Looking past these definitions though, we believe a brand is more than all of that. It is a promise. A promise to your customer, a promise to yourself and a promise to the business you’ve worked so hard to create.


When people see your logo, they may recognise the company name or the service you sell. But how does that logo (your visual brand identity) make them feel? That’s the important thing. That feeling will either keep them coming back again and again or send them running towards the nearest laptop to Google your biggest rival.

We can wrap our products and services up in a pretty package (both literally and figuratively) but what if the items or services we deliver don’t match up to our brand promise?

Whether you’re a sole trader or an employer of ten or more staff, your brand promise is key to building your business and keeping your clients happy.


Brand strategy is a fancy way of saying ‘brand promise’. It is everything from your logo, name and marketplace to the experience your client has when engaging with your company and your product or services.

A brand strategy needs to be consistent and constant. It is always advisable to think about the image you want to project and how you want to project it. Be careful, it’s not always about what you like and your tastes. It is always about your target audience.

For example, if you’re a wedding planner, your brand needs to speak to that hopeful couple about to make the biggest commitment of their lives. Your logo, your language and image should communicate love and romance for the traditional bride and groom. If you plan destination weddings, think about the images; tropical beaches, luxury hotels. Your brand promise needs to reassure your client that their biggest day is safe in your hands.

Simply put, your brand promise is what makes your service or product desirable. It’s why a customer will choose you over a rival.


So how do you go about keeping this promise?

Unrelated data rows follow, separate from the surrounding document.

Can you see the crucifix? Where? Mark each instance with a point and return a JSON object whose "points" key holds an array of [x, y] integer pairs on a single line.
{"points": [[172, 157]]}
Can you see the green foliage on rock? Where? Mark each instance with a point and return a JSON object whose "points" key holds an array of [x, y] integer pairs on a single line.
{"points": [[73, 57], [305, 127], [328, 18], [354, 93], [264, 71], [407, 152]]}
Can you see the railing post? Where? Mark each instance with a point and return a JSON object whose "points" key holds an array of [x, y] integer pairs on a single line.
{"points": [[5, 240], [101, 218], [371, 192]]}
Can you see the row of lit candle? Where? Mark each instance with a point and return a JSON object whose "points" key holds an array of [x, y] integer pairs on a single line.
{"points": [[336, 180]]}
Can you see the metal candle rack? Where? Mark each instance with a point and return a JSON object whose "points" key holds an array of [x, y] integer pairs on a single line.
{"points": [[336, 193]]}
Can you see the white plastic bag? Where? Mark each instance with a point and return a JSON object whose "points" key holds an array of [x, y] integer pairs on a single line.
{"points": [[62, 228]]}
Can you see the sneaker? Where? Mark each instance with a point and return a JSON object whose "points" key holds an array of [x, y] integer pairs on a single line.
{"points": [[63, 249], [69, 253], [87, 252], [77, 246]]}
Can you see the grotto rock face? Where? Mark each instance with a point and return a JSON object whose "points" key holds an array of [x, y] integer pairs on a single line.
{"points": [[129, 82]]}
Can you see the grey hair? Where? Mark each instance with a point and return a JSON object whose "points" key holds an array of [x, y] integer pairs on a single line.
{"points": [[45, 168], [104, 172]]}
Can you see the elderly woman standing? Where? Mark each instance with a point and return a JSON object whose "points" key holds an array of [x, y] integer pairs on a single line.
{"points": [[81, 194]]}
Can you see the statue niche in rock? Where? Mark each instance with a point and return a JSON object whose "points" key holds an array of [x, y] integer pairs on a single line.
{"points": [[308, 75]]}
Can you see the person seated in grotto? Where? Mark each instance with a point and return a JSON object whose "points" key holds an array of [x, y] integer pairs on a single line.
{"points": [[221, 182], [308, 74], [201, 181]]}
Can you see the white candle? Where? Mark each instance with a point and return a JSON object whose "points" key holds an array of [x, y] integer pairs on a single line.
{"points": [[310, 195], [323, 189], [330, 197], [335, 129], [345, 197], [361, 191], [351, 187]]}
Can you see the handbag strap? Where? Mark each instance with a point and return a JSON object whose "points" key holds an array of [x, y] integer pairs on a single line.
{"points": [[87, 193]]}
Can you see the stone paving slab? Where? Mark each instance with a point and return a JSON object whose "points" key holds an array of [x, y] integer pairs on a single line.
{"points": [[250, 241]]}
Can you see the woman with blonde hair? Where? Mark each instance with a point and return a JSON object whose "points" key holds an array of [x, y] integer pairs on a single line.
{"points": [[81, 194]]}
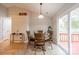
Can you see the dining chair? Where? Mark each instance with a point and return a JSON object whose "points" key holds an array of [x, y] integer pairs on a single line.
{"points": [[49, 39], [39, 42], [30, 38]]}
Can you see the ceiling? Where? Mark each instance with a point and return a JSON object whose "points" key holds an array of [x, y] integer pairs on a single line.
{"points": [[48, 9]]}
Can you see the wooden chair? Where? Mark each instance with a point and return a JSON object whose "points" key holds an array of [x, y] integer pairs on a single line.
{"points": [[39, 42]]}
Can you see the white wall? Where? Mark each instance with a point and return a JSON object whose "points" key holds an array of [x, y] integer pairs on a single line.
{"points": [[39, 24], [20, 23]]}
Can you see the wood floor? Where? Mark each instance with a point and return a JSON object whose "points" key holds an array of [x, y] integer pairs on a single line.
{"points": [[21, 49]]}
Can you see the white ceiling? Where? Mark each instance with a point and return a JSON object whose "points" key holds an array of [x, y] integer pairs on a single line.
{"points": [[48, 9]]}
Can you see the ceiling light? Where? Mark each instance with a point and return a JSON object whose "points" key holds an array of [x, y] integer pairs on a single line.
{"points": [[40, 16]]}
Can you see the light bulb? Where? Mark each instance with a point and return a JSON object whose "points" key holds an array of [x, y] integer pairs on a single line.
{"points": [[40, 16]]}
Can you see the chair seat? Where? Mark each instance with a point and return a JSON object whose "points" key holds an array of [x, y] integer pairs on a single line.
{"points": [[39, 44]]}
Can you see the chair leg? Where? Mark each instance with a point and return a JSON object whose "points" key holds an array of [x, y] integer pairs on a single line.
{"points": [[51, 46], [35, 50], [43, 49]]}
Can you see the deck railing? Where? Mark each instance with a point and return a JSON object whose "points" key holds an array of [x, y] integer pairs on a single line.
{"points": [[64, 37]]}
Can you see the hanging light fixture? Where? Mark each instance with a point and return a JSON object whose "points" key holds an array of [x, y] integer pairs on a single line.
{"points": [[40, 16]]}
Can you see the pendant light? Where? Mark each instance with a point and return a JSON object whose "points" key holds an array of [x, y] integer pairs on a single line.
{"points": [[40, 16]]}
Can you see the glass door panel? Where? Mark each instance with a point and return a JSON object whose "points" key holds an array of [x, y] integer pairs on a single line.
{"points": [[63, 32], [74, 16]]}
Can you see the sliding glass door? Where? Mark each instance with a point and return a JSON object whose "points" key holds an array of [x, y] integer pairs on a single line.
{"points": [[63, 33], [74, 17], [68, 33]]}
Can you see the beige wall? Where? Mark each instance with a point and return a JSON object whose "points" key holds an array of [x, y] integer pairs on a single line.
{"points": [[20, 23], [60, 13]]}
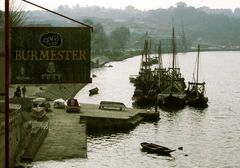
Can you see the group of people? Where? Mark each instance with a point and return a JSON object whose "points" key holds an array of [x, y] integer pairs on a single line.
{"points": [[20, 92]]}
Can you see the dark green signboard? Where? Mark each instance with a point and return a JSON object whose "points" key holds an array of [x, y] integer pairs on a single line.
{"points": [[50, 55]]}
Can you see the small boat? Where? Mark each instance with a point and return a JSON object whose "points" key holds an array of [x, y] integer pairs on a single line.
{"points": [[132, 78], [59, 103], [196, 90], [93, 91], [155, 148]]}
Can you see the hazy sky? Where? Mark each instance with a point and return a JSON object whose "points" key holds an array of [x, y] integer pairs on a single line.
{"points": [[139, 4]]}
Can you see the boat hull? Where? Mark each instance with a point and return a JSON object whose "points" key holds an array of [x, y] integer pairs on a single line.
{"points": [[172, 102], [200, 102], [154, 148]]}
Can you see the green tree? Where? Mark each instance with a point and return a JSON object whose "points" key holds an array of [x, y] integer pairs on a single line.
{"points": [[119, 37]]}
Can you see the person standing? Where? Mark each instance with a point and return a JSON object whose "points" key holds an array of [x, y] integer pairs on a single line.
{"points": [[18, 92], [24, 90]]}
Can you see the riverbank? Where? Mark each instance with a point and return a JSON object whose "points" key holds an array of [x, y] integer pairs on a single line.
{"points": [[49, 91]]}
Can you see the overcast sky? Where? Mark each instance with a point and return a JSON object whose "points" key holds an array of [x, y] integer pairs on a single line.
{"points": [[139, 4]]}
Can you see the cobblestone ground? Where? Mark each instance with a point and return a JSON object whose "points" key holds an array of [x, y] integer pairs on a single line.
{"points": [[66, 137]]}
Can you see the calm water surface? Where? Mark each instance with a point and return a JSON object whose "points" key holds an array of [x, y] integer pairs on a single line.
{"points": [[210, 138]]}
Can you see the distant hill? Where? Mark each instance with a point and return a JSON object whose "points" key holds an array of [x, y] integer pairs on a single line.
{"points": [[200, 25]]}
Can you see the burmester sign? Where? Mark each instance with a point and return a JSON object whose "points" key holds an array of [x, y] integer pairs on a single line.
{"points": [[50, 55]]}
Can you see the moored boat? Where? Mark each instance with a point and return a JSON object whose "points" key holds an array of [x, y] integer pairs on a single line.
{"points": [[196, 90], [173, 97], [93, 91], [155, 148]]}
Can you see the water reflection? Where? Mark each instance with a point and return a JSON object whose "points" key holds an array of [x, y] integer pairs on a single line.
{"points": [[209, 137]]}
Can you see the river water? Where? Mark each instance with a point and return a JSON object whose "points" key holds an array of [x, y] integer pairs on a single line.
{"points": [[210, 138]]}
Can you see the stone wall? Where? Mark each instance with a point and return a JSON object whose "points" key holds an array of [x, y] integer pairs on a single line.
{"points": [[15, 137]]}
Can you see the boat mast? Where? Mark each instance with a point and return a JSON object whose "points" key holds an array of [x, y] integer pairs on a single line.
{"points": [[198, 61], [159, 63], [173, 61]]}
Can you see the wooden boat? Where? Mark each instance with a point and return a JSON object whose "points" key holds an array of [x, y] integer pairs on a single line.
{"points": [[155, 148], [196, 90], [173, 97], [93, 91]]}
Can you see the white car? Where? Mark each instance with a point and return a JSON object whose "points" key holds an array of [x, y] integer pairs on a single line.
{"points": [[72, 105]]}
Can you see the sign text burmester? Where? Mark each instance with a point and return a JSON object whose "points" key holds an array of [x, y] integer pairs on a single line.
{"points": [[50, 55]]}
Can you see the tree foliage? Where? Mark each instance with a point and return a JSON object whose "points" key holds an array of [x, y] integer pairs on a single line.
{"points": [[120, 37]]}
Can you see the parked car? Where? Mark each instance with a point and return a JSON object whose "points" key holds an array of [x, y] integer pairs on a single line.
{"points": [[72, 105], [41, 102], [59, 103]]}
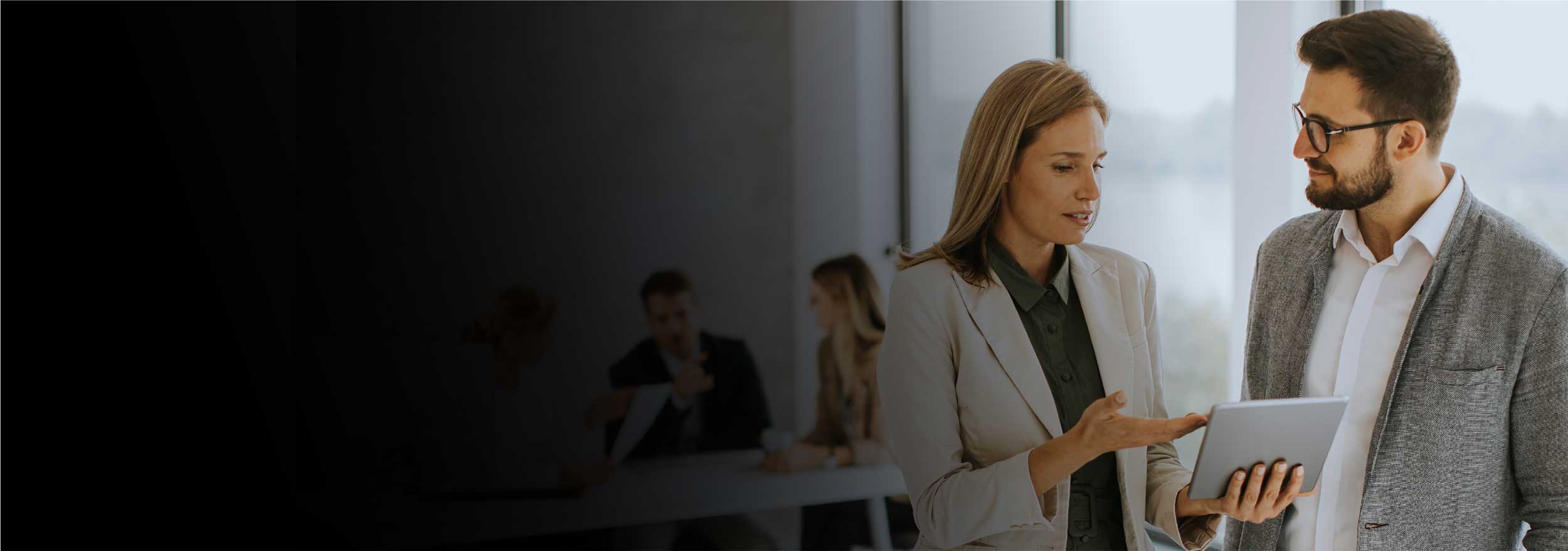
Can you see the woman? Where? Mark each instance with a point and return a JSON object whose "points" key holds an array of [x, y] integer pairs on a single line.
{"points": [[1020, 370], [850, 427], [850, 424]]}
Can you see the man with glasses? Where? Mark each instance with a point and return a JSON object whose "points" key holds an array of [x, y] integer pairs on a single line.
{"points": [[1441, 319]]}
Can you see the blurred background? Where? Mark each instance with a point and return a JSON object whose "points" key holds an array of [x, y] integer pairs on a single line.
{"points": [[259, 233]]}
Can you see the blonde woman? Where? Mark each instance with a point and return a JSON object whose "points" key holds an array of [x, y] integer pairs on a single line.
{"points": [[1021, 366], [850, 426]]}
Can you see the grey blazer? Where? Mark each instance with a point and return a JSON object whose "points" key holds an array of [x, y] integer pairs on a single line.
{"points": [[1473, 436]]}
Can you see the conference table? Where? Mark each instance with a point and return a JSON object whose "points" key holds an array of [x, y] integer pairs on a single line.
{"points": [[645, 492], [662, 490]]}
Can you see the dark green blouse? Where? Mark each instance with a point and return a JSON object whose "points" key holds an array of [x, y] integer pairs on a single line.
{"points": [[1059, 333]]}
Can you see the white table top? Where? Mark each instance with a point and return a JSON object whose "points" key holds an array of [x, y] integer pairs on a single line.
{"points": [[637, 493]]}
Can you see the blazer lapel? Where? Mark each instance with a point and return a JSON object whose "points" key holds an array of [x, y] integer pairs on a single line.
{"points": [[993, 311], [1099, 294]]}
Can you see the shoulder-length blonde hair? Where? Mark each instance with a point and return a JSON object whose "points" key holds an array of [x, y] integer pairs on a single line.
{"points": [[850, 282], [1021, 101]]}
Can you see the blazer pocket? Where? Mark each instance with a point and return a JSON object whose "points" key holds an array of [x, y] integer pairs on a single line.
{"points": [[1463, 377]]}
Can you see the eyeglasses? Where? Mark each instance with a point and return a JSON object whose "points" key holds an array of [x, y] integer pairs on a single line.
{"points": [[1318, 132]]}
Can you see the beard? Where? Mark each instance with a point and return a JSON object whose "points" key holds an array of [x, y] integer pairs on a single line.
{"points": [[1355, 190]]}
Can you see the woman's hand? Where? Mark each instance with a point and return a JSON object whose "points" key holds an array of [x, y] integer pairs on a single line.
{"points": [[1252, 498], [1099, 431], [1104, 429], [797, 457]]}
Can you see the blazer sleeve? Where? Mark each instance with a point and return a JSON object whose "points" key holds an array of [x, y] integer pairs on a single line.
{"points": [[1167, 476], [954, 503], [1539, 426]]}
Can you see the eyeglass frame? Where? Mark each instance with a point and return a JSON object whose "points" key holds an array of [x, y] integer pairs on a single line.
{"points": [[1330, 131]]}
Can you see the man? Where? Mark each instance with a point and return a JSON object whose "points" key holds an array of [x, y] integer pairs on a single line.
{"points": [[716, 404], [1441, 319], [717, 399]]}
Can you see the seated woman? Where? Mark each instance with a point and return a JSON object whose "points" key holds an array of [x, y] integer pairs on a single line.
{"points": [[850, 426]]}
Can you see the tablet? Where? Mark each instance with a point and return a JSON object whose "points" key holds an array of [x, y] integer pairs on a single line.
{"points": [[1246, 434]]}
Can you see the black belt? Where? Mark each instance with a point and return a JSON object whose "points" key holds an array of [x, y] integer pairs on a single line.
{"points": [[1086, 512]]}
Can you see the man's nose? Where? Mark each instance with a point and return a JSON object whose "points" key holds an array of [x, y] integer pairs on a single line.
{"points": [[1303, 146]]}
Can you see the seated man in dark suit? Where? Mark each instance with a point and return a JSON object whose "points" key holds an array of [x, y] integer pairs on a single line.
{"points": [[717, 402]]}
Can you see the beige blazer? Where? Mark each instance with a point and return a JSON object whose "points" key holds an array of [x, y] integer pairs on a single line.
{"points": [[967, 401]]}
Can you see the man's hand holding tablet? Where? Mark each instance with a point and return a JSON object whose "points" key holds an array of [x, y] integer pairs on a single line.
{"points": [[1263, 454], [1253, 498]]}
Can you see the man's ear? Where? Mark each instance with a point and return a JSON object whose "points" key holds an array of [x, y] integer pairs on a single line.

These are our three key points to consider when planning your brand strategy and keeping your promise:

  1. 1. Be consistent.
    Think Starbucks. As a customer you hope when you ask for a skinny latte with an extra shot, your product will be hot, strong and served relatively quickly. It isn’t good enough if you only get this nine times out of ten. The enormous success of Starbucks’ is that it delivers. Hot, strong and as fast as possible, every time. Would customers go back again and again if their coffee was lukewarm and took 15 minutes to make?
  2. 2. Be real.
    Making a brand promise is about creating an idea that is realistic and achievable. For example, when Amazon Prime launched its one-hour delivery service, it was only launched in areas the company could deliver to. This enabled them to keep their promise, even on a smaller scale than many online shoppers would like. Amazon is one of the most popular retailers online and has overtaken many high street stores. How? By delivering realistic timescales and good quality products.
  3. 3. Be worth it.
    If your brand is selling a product which promises to be far better than anything else on the market, price it accordingly. Give your customer value. Would you buy that £3,000 Prada handbag if the zip came loose after one wear? We certainly wouldn’t. Be objective about what you’re offering and think about the value your brand is adding.


To define the term ‘brand’ is quite difficult as it is so much more than the logo and the visuals you’ve worked hard to create. It’s the content of your website, the way you speak to your customers, the story you tell. Its also your customer service and the client experience. All these elements tie together to create your brand’s reputation and essentially its promise.

Your brand includes ideas and perceptions that aren’t always in your control and not always created by you. A strange thought, but true. Ultimately your brand is a combination of how you define and promote yourself and how others define and perceive you.

Quality, value and meeting expectations- those are the basics of how to keep a brand promise and are crucial for business owner or brand ambassador to remember.